Last summer, Dr. Karen Freberg [Twitter | LinkedIn] published her social media textbook, Social media for strategic communication: Creative strategies and research-based applications, to great fanfare.
Since then, her textbook has skyrocketed up the Amazon charts for social media textbook best sellers. The buzz generated has been well-earned as Karen has been more than an inspiration for those of us teaching in the social media space. She has been a leader, advocated, and supporter to so many of us, including myself.
Indeed, the book has already received so many rave reviews, including a shout out by @PerezHilton:
So I want to do something different. In this post, I’m going to review the workbook that accompanies Karen’s textbook. That workbook is titled Portfolio building activities in social media: Exercises in strategic communication. The workbook is meant to go along with the textbook, but it also can stand alone as a series of assignments that professors can use in social media classes or in classes where a social media assignment is desired.
The workbook is organized into 13 brief chapters, with each chapter providing a series of activities or assignments that professors can use in class. The chapters range from ethics and legal issues in social media (Chapter 2), to social media monitoring, listening, and analysis (Chapter 5), to social media writing (Chapter 7), to paid media, budgets, and campaign evaluation (Chapter 10).
Chapters 11 and 12 offer dives into social media specialties such as sports, non-profits, and global social media. And chapter 13 looks into the future of social media.
Organization of Chapters
Each chapter is a compilation of related assignments. The assignments are detailed and to the point. For example, in Chapter 3, which is about personal and professional branding, the first assignment offers a brief rationale for the assignment, discussing why personal branding is important. The assignment asks students to write a reflection paper both examining their personal branding goals and analyzing their current online persona. In a follow up assignment, students are asked to build out their personal brand. As I’ve blogged about before, I was inspired by Karen’s first book to build a personal branding assignment for my students. Thus, I was glad to see that Chapter 3 of her new workbook builds upon that assignment! I’ll definitely be using this updated assignment in the workbook to modify my personal branding assignment. I personally really liked the table Karen provides on page 13 of many social media certifications that students can complete and the way this tool can be used to help students decide which certifications are right for them.
Chapter 4 reminds me of a thorough enhancement to an informal activity that I do with students in my social media class. An assignment in that chapter asks students to identify several job positions presently available in social media and guides students through a process of evaluating those positions. The students are then coached into reaching out and networking with professionals working in these positions.

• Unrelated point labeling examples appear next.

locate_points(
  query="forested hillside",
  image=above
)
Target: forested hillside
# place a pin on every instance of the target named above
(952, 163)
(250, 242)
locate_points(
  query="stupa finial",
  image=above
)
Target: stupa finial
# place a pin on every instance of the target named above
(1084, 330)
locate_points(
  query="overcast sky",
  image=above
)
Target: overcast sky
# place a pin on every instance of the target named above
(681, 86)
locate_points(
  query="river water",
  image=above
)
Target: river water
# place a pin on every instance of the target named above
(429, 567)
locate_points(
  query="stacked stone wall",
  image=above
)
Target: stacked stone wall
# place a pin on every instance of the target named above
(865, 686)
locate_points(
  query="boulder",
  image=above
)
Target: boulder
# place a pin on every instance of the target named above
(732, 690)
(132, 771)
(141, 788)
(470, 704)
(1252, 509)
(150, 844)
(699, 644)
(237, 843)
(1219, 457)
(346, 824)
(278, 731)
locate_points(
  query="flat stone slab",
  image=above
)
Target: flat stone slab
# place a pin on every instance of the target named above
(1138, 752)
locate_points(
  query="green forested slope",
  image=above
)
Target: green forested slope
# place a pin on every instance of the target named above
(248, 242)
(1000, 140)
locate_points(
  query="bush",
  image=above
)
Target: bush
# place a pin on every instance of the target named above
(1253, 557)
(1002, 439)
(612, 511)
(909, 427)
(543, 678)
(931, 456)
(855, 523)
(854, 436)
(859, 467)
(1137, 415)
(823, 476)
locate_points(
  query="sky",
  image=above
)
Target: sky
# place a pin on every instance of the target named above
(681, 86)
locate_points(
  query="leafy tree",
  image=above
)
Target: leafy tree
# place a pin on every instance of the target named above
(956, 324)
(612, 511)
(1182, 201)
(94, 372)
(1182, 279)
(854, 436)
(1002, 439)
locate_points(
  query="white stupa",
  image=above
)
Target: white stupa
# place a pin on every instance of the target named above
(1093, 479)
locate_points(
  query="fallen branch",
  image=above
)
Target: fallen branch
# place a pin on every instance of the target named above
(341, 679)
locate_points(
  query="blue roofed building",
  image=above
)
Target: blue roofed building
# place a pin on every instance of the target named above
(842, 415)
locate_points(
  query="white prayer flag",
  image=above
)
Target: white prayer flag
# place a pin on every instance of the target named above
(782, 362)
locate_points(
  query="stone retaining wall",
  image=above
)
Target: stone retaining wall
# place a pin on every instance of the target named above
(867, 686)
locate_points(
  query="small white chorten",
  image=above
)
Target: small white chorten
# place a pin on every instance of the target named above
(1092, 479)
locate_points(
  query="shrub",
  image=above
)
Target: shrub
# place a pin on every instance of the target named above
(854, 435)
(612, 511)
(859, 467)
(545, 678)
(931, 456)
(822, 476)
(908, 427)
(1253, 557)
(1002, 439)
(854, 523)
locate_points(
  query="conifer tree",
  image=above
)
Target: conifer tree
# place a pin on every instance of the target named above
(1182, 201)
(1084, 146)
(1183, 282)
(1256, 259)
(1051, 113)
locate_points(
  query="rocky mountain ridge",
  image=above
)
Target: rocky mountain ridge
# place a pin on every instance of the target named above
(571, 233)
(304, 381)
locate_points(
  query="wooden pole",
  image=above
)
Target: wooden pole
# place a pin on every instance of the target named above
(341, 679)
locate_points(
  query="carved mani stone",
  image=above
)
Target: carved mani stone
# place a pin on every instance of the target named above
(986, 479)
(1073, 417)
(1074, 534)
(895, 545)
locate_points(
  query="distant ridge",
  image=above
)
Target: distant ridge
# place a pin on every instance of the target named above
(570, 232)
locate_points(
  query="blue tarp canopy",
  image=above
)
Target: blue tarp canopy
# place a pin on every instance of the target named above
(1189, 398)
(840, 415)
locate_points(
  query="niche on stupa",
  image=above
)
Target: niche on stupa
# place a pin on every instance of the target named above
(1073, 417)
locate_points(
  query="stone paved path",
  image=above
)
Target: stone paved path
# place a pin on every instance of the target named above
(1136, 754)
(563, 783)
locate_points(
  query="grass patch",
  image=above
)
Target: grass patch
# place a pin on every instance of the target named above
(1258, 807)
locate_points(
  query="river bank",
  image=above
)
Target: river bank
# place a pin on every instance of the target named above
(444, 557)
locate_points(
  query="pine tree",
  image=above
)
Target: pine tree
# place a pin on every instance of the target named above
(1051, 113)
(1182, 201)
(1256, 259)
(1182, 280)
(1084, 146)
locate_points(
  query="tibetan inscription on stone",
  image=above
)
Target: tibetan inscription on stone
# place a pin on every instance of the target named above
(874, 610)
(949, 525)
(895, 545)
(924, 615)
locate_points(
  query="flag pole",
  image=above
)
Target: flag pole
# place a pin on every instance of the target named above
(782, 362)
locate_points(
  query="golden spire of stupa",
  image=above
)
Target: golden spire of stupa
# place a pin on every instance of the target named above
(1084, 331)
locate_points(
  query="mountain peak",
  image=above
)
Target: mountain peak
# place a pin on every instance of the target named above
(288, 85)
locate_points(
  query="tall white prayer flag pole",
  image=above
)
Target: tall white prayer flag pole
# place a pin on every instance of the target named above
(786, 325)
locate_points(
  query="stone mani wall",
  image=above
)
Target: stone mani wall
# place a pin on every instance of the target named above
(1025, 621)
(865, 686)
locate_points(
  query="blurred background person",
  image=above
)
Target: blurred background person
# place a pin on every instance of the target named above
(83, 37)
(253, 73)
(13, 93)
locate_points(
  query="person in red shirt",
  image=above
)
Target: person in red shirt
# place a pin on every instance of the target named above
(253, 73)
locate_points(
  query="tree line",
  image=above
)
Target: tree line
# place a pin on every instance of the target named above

Later chapters get into analysis of social media campaigns as well as analysis of the appropriateness of different social media platforms for a given set of goals. There are great strategic planning assignments in Chapter 6.
But, what I find particularly impressive with this text, is he way that Karen so successfully provides assignments for both the broad, strategic elements that students need to learn to the detail of content creation topics like writing and style (Chapter 7) and curation (Chapter 9), to the audience targeting, and analysis skills students need to develop (Chapter 8), to the evaluative measurement (Chapter 10) skills necessary in today’s results-driven world.
The workbook is chalk full of great assignments. It really makes me wish I had more than 3 credit hours to work with to teach a social media class, or that I had a second social media class, because there are so many great assignments in here that I wish I could squeeze into my current social media class. If you’re like me, and your class is pretty full, you could still benefit from this book by using the assignments to enhance your own assignments. I will definitely be doing that.
It is truly impressive to see in this workbook the way Karen distills her breadth of knowledge about social media into actionable assignments that are detailed, all-encompassing, and easy to convey to students.
And there’s one last thing that I thought was really cool about this book worth mentioning – actually, it was one of the first things I noticed and loved when I started reading through this workbook: The workbook contains perforated pages. This way your students can rip the assignment to work on. I love it!
In short, if you haven’t checked out Portfolio building activities in social media: Exercises in strategic communication by Dr. Karen Freberg, and you teach social media in any capacity, I strongly encourage you to do so. It’s a quick read – just about every page from cover to cover is an assignment that you can readily incorporate into your classes. Of course, the accompanying textbook itself is marvelous and I recommend checking that out as well. But, even if you already have another textbook that you use in your classes, you cannot go wrong to explore this workbook as ancillary material.